Politisi Partai Demokrat I Putu Sudiartana divonis enam tahun penjara oleh majelis hakim di Pengadilan Tipikor Jakarta, Rabu (8/3/2017). Putu juga diwajibkan membayar denda Rp 200 juta subsider 3 bulan kurungan.

"Mengadili, menyatakan terdakwa terbukti sah dan meyakinkan melakukan korupsi secara bersama-sama," ujar Ketua Majelis Hakim Hariono saat membacakan amar putusan.

Putu dinilai terbukti melanggar Pasal 12 huruf a jo Pasal 12B Undang-Undang Nomor 31 Tahun 1999 sebagaimana diubah dalam UU Nomor 20 Tahun 2001 tentang Pemberantasan Tindak Pidana Korupsi jo Pasal 55 ayat 1 ke-1 KUHP.

Dalam pertimbangannya, hakim menilai perbuatan Putu tidak mendukung program pemerintah dalam memberantas korupsi.

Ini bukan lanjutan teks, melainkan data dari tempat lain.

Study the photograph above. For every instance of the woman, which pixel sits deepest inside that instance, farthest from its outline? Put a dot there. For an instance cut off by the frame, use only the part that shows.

Perbuatannya juga telah menciderai penyelengara negara yang bebas dari korupsi, kolusi dan nepotisme.
Putu sendiri telah menggunakan sebagian uang itu, yaitu sebesar Rp 375 juta, dan ditukarkan dalam bentuk dolar Singapura sebanyak SGD 40 ribu. Uang itu ditemukan KPK ketika menangkap Putu.

Sebelumnya, staf pribadi Putu di DPR Novianti dan Suhemi, telah divonis lebih dulu dengan hukuman 4 tahun penjara terkait Dana Alokasi Khusus (DAK) Sumatera Barat pada APBN-P 2016.

"Mengadili terdakwa satu Suhemi dengan pidana 4 tahun penjara dan terdakwa dua Novianti dengan pidana 4 tahun penjara. Serta keduanya harus membayar denda Rp 200 juta atau diganti 2 bulan kurungan penjara," kata hakim ketua Suhariono dalam persidangan di Pengadilan Tipikor, Jl Bungur Besar Raya, Jakarta Pusat, Rabu (25/1).

Hakim menilai Putu terbukti menerima uang dari pengusaha Yogan Askan. Uang itu terkait pengusahaan dana alokasi khusus (DAK) kegiatan sarana dan prasarana penunjang Provinsi Sumatera Barat, pada APBN-P 2016.

"Penerimaan itu atas sepengetahuan dan kehendak terdakwa, untuk menggerakkan terdakwa selaku anggota DPR RI untuk membantu penambahan anggaran DAK Provinsi Sumbar," kata hakim Joko Subagyo.

Selain suap, Putu juga dinilai terbukti menerima gratifikasi yang jumlahnya sebesar Rp 2,1 miliar dan 40.000 dollar Singapura.

Karena dalam persidangan Putu tidak bisa membuktikan penerimaan itu dari sumber yang wajar, maka penerimaan tersebut haruslah dianggap sebagai suap.